Apple went into overdrive with the announcements it made yesterday during its WWDC 2017 keynote, but one small yet important change to iCloud wasn’t given much attention. It seems that Apple has reconsidered its iCloud pricing, ultimately giving heavy iCloud users more storage for their money. This could very well ignite a cloud storage pricing war between iCloud and competitors like Google Drive at a pretty important moment.
Let’s start off with the changes Apple is making to iCloud. For quite some time now, Apple has offered a few different storage tiers.
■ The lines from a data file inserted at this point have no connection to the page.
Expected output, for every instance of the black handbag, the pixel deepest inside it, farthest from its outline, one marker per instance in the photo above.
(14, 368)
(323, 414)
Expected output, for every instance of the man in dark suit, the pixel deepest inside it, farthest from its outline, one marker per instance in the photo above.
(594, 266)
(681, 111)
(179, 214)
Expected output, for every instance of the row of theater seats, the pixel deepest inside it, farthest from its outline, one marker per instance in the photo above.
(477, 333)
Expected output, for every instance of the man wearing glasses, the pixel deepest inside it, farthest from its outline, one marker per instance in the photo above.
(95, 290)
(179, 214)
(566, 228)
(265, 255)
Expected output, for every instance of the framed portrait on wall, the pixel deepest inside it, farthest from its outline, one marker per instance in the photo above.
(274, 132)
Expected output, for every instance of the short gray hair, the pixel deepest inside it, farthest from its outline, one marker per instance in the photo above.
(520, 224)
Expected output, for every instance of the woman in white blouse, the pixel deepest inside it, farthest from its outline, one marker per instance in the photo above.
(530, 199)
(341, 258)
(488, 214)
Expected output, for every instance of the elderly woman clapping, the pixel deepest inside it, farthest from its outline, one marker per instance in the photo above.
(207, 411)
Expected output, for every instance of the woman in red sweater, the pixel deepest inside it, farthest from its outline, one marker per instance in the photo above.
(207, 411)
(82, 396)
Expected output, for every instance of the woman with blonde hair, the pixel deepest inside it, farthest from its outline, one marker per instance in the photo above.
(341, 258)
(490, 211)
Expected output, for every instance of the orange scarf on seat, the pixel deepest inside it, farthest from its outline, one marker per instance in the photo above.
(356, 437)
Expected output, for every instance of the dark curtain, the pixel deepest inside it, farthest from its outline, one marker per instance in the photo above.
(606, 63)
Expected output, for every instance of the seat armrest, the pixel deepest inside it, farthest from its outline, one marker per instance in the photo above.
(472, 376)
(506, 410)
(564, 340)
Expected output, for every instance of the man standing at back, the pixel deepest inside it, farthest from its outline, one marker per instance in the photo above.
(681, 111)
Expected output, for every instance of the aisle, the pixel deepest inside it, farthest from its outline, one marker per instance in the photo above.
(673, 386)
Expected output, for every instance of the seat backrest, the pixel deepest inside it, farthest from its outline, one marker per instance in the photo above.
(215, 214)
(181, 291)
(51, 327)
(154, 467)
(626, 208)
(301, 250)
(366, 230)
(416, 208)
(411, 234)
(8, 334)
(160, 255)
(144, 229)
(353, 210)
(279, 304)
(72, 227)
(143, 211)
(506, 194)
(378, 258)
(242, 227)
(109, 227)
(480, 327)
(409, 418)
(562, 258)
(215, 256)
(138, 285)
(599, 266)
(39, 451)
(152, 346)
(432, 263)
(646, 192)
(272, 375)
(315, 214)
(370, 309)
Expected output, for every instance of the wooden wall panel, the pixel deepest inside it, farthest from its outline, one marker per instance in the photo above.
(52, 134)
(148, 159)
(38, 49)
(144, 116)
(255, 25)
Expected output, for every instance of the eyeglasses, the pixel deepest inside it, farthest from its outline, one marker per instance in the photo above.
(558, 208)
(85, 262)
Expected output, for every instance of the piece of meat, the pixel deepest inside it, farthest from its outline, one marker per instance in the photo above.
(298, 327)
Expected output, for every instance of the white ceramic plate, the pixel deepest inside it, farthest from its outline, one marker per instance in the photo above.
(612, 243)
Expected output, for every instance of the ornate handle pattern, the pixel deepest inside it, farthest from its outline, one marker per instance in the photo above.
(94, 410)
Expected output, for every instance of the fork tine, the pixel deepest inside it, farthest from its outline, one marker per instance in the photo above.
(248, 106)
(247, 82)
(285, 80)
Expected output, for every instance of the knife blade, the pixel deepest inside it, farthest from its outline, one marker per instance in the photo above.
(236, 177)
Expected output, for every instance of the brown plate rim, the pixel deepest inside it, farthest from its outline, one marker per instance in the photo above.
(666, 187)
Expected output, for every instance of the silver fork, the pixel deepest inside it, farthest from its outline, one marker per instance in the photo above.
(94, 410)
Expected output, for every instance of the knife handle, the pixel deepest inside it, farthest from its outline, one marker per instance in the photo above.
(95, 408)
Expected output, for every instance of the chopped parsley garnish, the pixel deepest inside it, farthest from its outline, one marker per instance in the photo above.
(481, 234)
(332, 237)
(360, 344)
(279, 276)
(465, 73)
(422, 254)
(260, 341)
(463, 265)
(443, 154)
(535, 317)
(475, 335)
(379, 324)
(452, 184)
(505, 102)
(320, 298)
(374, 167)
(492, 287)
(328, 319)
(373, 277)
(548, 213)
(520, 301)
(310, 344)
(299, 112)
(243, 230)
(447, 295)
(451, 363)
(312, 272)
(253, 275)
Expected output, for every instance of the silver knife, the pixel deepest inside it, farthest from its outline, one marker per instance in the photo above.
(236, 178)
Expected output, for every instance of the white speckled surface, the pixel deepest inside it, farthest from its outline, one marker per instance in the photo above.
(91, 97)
You have the option of getting 5GB for free, 50GB for $0.99 per month, 200GB for $2.99 per month, 1TB for $9.99 per month, and finally, 2TB for $19.99 per month. The changes Apple has implemented involve the 1TB and 2TB tiers.
In fact, Apple is getting rid of the $19.99 tier entirely. As of yesterday, everyone on the $9.99 1TB plan has been automatically upgraded to 2TB of storage. As a result, Apple has updated its monthly pricing table for regions around the world, which you can check through the source link below.
This is an interesting move, but it certainly seems premeditated. Yesterday, Apple announced a new Files feature for iPads coming in iOS 11. Files works a lot like a file manager on a traditional desktop, not only showing you the files and folders you have stored locally on your device, but also letting you directly pull files from a variety of cloud-based storage services.
Notably, one of the services compatible with Files is Google Drive. With this change in pricing, Apple is pretty severely undercutting Google’s pricing, which still comes in at 1TB for $9.99 per month. Though Apple will allow you to easily access Google Drive, this pricing shift further cements the fact that Apple wants as many iOS users on iCloud as possible.
This could very well spark a pricing war between Apple and Google. With Drive more easily accessible to iPad users in iOS 11, Google may be tempted to bump its 1TB tier up to 2TB, which in the end is a great thing for everyone, not just iOS users. We’ll have to watch how Google responds to this pricing shift in the coming weeks, but don’t be surprised to see Google make a few tweaks of its own.